Adaptation, mise en scène et jeu : Philippe Caubère
Après l’Urgent Crier ! d’André Benedetto donné en 2011 à cette même Maison de la Poésie, Caubère y fait à nouveau escale. Il y est plus pharamineux encore car il clame son amour pour Marseille que les Anglo-Saxons nomment Marseilles tant la cité est multiple. Sur le plateau nu qu’il va arpenter habilement et sans jamais venir racoler le public à l’avant-scène, avec pour seul décor le mur du fond et sa vieille porte donnant sur la rue arrière occultée par des pierres. Le comédien en costume blanc et chemise de toile blanche n’a pour partenaire qu’un fauteuil en bois blanc, puis une petite chaise couleur bois qu’il déplace tout aussi sommairement. On peut appareiller, soit départ : « L’un des plus beaux mots qui soient » confie Suarés.

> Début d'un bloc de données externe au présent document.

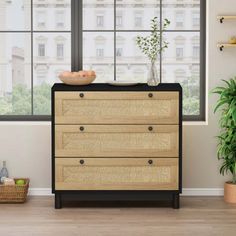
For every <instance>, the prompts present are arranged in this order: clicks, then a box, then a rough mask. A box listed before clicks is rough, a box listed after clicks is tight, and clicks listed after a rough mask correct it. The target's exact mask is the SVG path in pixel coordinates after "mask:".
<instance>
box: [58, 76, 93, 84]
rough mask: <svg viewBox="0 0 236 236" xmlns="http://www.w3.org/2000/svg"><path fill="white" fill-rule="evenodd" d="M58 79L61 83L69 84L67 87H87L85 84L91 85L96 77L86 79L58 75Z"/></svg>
mask: <svg viewBox="0 0 236 236" xmlns="http://www.w3.org/2000/svg"><path fill="white" fill-rule="evenodd" d="M59 79H60V80H61V81H62V82H63V83H65V84H69V85H87V84H91V83H92V82H93V81H94V80H95V79H96V75H93V76H86V77H81V76H62V75H59Z"/></svg>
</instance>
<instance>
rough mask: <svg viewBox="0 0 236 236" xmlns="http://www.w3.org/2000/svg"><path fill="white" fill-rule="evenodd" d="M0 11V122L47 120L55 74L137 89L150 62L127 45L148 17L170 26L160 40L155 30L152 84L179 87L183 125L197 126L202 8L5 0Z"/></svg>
mask: <svg viewBox="0 0 236 236" xmlns="http://www.w3.org/2000/svg"><path fill="white" fill-rule="evenodd" d="M160 3H162V4H160ZM2 4H4V5H5V6H3V7H1V8H0V58H1V60H2V64H1V66H0V119H1V120H27V119H28V120H34V119H36V120H37V119H42V120H46V119H48V120H49V119H50V114H51V111H50V102H51V101H50V88H51V85H52V84H53V83H55V82H56V81H58V80H57V78H56V75H57V74H58V72H59V71H64V70H71V69H72V70H79V69H81V68H83V69H93V70H95V71H96V73H97V78H96V82H106V81H109V80H119V79H125V80H133V81H139V82H145V81H146V77H147V73H148V68H149V64H150V62H149V60H148V59H147V58H146V56H145V55H143V54H142V53H141V52H140V50H139V49H138V48H137V47H136V45H135V38H136V37H137V35H141V36H145V35H147V34H149V33H150V20H151V19H152V18H153V17H154V16H157V17H158V19H159V20H160V17H161V16H162V21H163V19H164V18H165V17H166V18H168V19H169V20H170V21H171V25H170V26H169V28H168V29H167V30H166V31H165V32H163V31H162V30H161V29H162V27H161V26H160V27H159V28H160V30H161V33H162V36H163V38H165V39H166V40H167V41H168V42H169V46H168V49H167V50H166V51H165V52H164V53H161V55H160V58H158V61H157V68H158V70H159V71H160V79H161V81H162V82H165V83H168V82H169V83H170V82H175V81H176V82H179V83H181V85H182V87H183V91H184V96H183V97H184V103H183V104H184V107H183V113H184V119H185V120H204V117H205V111H204V110H205V97H204V96H205V95H204V94H205V81H204V80H205V78H204V76H205V68H204V67H205V15H206V13H205V7H206V6H205V4H206V1H204V0H194V1H182V0H171V1H170V0H162V1H160V2H159V1H158V0H157V1H146V0H134V1H133V2H132V1H131V2H130V1H122V0H115V1H114V0H106V1H105V0H81V1H77V0H63V1H61V0H43V1H42V0H12V1H8V3H7V4H6V1H3V3H2ZM71 4H72V5H71ZM71 6H72V7H71ZM71 9H74V10H72V11H71ZM71 12H72V16H71ZM15 15H17V18H16V17H13V16H15ZM53 18H54V19H53ZM49 19H50V20H49ZM71 19H72V21H73V24H72V25H71ZM71 27H72V32H71ZM71 36H72V37H71ZM71 44H72V48H73V51H72V52H71ZM31 49H32V50H31ZM61 60H63V63H62V61H61ZM176 72H177V73H176ZM180 72H181V73H180ZM177 75H178V76H177ZM180 75H181V76H180ZM182 75H184V79H183V76H182ZM13 96H14V97H15V98H17V99H13ZM190 98H191V102H190Z"/></svg>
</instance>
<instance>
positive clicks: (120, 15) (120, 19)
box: [116, 15, 123, 27]
mask: <svg viewBox="0 0 236 236" xmlns="http://www.w3.org/2000/svg"><path fill="white" fill-rule="evenodd" d="M122 24H123V21H122V15H117V16H116V26H118V27H121V26H122Z"/></svg>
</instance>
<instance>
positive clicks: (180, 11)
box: [175, 11, 185, 28]
mask: <svg viewBox="0 0 236 236" xmlns="http://www.w3.org/2000/svg"><path fill="white" fill-rule="evenodd" d="M184 20H185V19H184V12H183V11H177V12H176V14H175V25H176V28H183V27H184Z"/></svg>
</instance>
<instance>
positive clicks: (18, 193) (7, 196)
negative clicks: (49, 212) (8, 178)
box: [0, 178, 29, 203]
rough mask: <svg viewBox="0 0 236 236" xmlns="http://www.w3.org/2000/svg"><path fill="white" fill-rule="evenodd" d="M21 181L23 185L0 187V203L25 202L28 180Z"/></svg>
mask: <svg viewBox="0 0 236 236" xmlns="http://www.w3.org/2000/svg"><path fill="white" fill-rule="evenodd" d="M18 179H23V180H24V181H25V184H24V185H0V203H23V202H25V201H26V198H27V194H28V189H29V179H26V178H17V179H14V180H15V181H16V180H18Z"/></svg>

Le navire gagne le large d’où il pourra aimer plus sensuellement encore l’antique et toujours jeune Marseille,  où « nul peuple ne croit plus fortement à la vie ». Même si (bonne mère !) rien n’y est franc non plus que simplement simple : oui mais si tel était le cas quel gâchis ce serait ! Une fois encore Caubère nous sidère quand il vacille tel le mistral qui remet en question, décape et reformate tout. Les lumières, les sons et les musiques, (Debussy, Wagner, Schubert et Kausi Kahnra, Indien transcendantal) sont ses alliés. Et le temps n’a vraiment plus de contenu. Ce soir-là, à l’ex-Théâtre Molière bourré à refus, le public se tombait dans les bras aux saluts parce que Caubère est un homme généreux et pléthorique, sans mauvais tours dans son sac non plus que fadaises et vrais-faux tics. Allez vite aimer Marsilho.
Maison de la Poésie, jusqu’au 13 janvier, du mardi au samedi à 20 heures, dimanche à 16 heures.